Perhaps another problem I have is that most histories and many biographies are riddled with footnotes (or endnotes) and references. (For my view of the use of these notes, see Footnotes, Endnotes, & References: Uses & Abuses.) I know that some readers, if not most, simply bypass these annoyances, but I admit I’m one who reads everything in a book, including the copyright page. I find myself compelled to check the notes and references — the notes because authors too often have some of the most valuable information tucked away in them, and the references because they often lead to other books I need to buy. (My to-be-purchased [TBP] list is probably as long as, perhaps even longer than, my to-be-read [TBR] list; usually what holds me back from buying a book on my TBP list is the cost. These books tend to be out of print and if I am going to buy an out-of-print book, I want to buy it as a first edition, first printing, in near fine or better condition — not a cheap undertaking in many cases.) Sadly, too many ebooks come with broken links to the notes and references because publishers and/or the converters of the books do a lackadaisical job of activating the links.

Consequently, I am always in a struggle when it comes to buying ebooks. I have little hesitation with fiction, it being difficult for publishers and converters to do a horrendous job (although far from impossible as many ebookers can attest) and because so much fiction can be bought so very inexpensively, but I hesitate, and hesitate, and hesitate when it comes to nonfiction. With one exception, For the Thrill of It by Simon Baatz, the story of the Leopold and Loeb murder trial and Clarence Darrow’s brilliant defense, which focused not on guilt or innocence but on the death penalty, my nonfiction purchases have been unsatisfactory and have resulted in my purchasing the pbook version. Some examples are Bruce Watson’s Sacco and Vanzetti and Taylor Branch’s trilogy about Martin Luther King, Jr. and the Civil Rights movement, Pillar of Fire, Parting the Waters, and At Canaan’s Edge. (If you haven’t read these books by Baatz, Watson, and Branch, put them on your list. It is better to read them as ebooks than not to read them at all.)

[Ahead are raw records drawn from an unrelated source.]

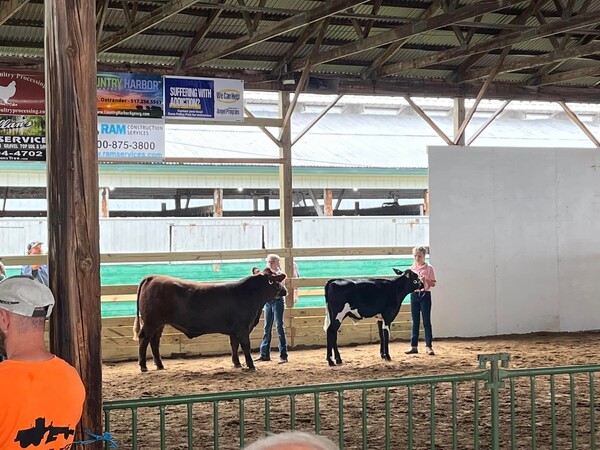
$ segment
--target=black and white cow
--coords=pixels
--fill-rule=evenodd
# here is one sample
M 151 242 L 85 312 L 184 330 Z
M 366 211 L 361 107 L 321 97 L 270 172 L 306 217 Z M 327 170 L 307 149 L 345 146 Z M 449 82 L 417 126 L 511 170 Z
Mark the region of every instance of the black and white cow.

I keep trying, however, to read nonfiction in ebook form. I have purchased and tried reading in ebook form several books but nearly always gave way to finishing reading in the pbook form. Perhaps it is the ease of accessing the notes and images, perhaps it is easier to contemplate passages, reread them for deeper meaning or better understanding, perhaps it is just me. I’m not certain about the “why” but I am certain that authors, publishers, and converters have to spend more time and effort thinking about ebook design and how an ebook is read (or, in the case of nonfiction, how it should be read) by the reader. At the current juncture of development, ebooks are ideal for fiction, less so for nonfiction, but there is no reason why the ebook form shouldn’t be/can’t be ideal for any type of book.

(P.S. Some worthwhile nonfiction books I have bought in both ebook and pbook form are the following: On the Laps of Gods: The Red Summer of 1919 and the Struggle for Justice That Remade a Nation by Robert Whitaker; From the Palmer Raids to the Patriot Act: A History of the Fight for Free Speech in America by Christopher Finan, The Grand Inquisitor’s Manual: A History of Terror in the Name of God by Jonathan Kirsch; The Blank Slate: The Modern Denial of Human Nature by Steven Pinker; A Magnificent Catastrophe: The Tumultuous Election of 1800, America’s First Presidential Campaign by Edward J. Larson; The Stuff of Thought: Language as a Window Into Human Nature by Steven Pinker; The Bloody Shirt: Terror After Appomattox by Stephen Budiansky; and The Most Famous Man in America: The Biography of Henry Ward Beecher by Debby Applegate. I recommend each of these books whether you read them in ebook or pbook form.)